As I say, what ‘home rule’ means for Scotland is something for debate. For me it would include as an essential step a reform to the current Scotland Act so that it would no longer be possible for the UK Parliament to legislate outside reserved matters, instead of the present situation where the UK government and Parliament can always, in the last resort, overrule the Scottish Government and Parliament on devolved matters. I will not, in this article today, suggest a particular list of options for the transfer of powers, except to say that there should be an extensive transfer of existing reserved powers to the Scottish Parliament. The basic approach that should be applied is to my mind clear, however. Scottish Labour needs to recommit itself to the fundamental principle agreed across the party, including by every Labour MP except one, when it signed up to the plans of the Scottish Constitutional Convention almost 25 years ago – the principle that everything should be devolved unless there is a good reason for it to be reserved, and that should be the basis for deciding what powers Labour believes should be exercised by a real ‘home rule’ Scottish Parliament.

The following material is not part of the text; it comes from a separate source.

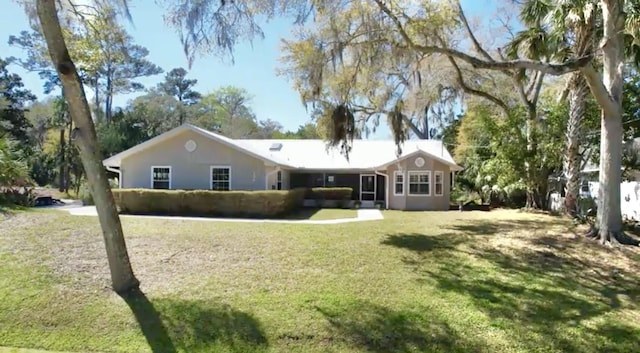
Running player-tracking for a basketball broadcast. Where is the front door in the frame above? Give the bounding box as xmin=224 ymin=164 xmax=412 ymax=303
xmin=360 ymin=174 xmax=376 ymax=201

I can’t promise that if Scottish Labour Party goes into next year’s elections with this approach its political fortunes would be transformed overnight. But bluntly, it could hardly make things any worse. And maybe many voters would be attracted to an option which still has substantial positive support in its own right, but is also an option which would probably be acceptable to many supporters and opponents of independence, even if it was not their preference. That gives the possibility of it being a consensus position with as much substantial support as the Scottish Parliament received in the 1997 referendum, which could provide stability for the long term. At the very least, presenting a policy package combining real home rule for Scotland in its own right, and a longer term commitment to the UK becoming a partnership union, would show that Scottish Labour was prepared to contribute constructively to the debate about the future relationship of Scotland with the rest of the UK, rather than being perceived as the junior partner to the Tories in a hard-line unionist front. Ending up instead in that latter position, and for good measure throw in a bit of kamikaze in-fighting just before the elections, and Scottish Labour might find itself dropping into single figures in the poll percentages next year.